Chapter 5 Reading the Script

 

Script: is a plan that tells you how the performance should look and sound.

             -For a play it is written by a playwright and is quite detailed.

             -For other kinds it can be less detailed like an outline developed for a mime. 

 

Each script has 3 types of writing:

1-     Dialogue- words spoken, technically by 2 or more characters. It is always printed in normal typeface.[A character’s single speech is called Line]

2-     Character- imaginary person that speaks the dialogue. His name is always in capital and is at the beginning of the line.

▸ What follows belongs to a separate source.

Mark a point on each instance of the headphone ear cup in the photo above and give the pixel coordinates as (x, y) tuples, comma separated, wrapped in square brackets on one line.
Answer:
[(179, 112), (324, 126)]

3-     Stage direction- instruction about unspoken things to be done. It’s in italics and inside parentheses to make the reader tell the difference.

 

 

The Difference between Playwright and Stories

1-     In a Playwright, it is harder to understand, because it only gives hints in the stage directions, while stories use dialogue to make people real.

2-     It is not always true in a playwright. This is because almost all the information is given in the dialogue with means that people/characters often lie.

 

Reading between the lines: people do this in playwrights to get the idea of what it is about. There are 2 ways o do this but the second way is discussed in the next chapter.

 

READING THE COMPLETE PLAY

 

Plot: -It is a series of events that are part of a dramatic action.

   -Also, it is asking you “what happens?”

   -It is a sequence of scenes.

 

2 types of scenes:

1-     Happens in one place, in one continuous time.

2-     Normally happens in France so called a “French scene”  and it depends on a character leaving and another/ or the same, entering.

 

3 characteristics of Actions:

1-     Complete- the audience can understand it if they watched it all

2-     Simple- they can understand it in one view. But complex enough to grab our attention

3-     Special events- events that are connected together with something other than time. [Plot]

 

Characters: the imaginary person that carry out the actions of the play.

 

 

2 aspects of characters:

1-     “Who does it”

2-     “What is each character like?”

 

Conflict:  this is what the dramatic action revolves around; it is the obstacle that denies the characters what they want to do/say. Ask yourself whom it is between.

 

Setting: - Imaginary time and place I n which the action occurs

-         It is the specific scenery on stage in every scene.

 

Exposition: it is the information about the past or the setting.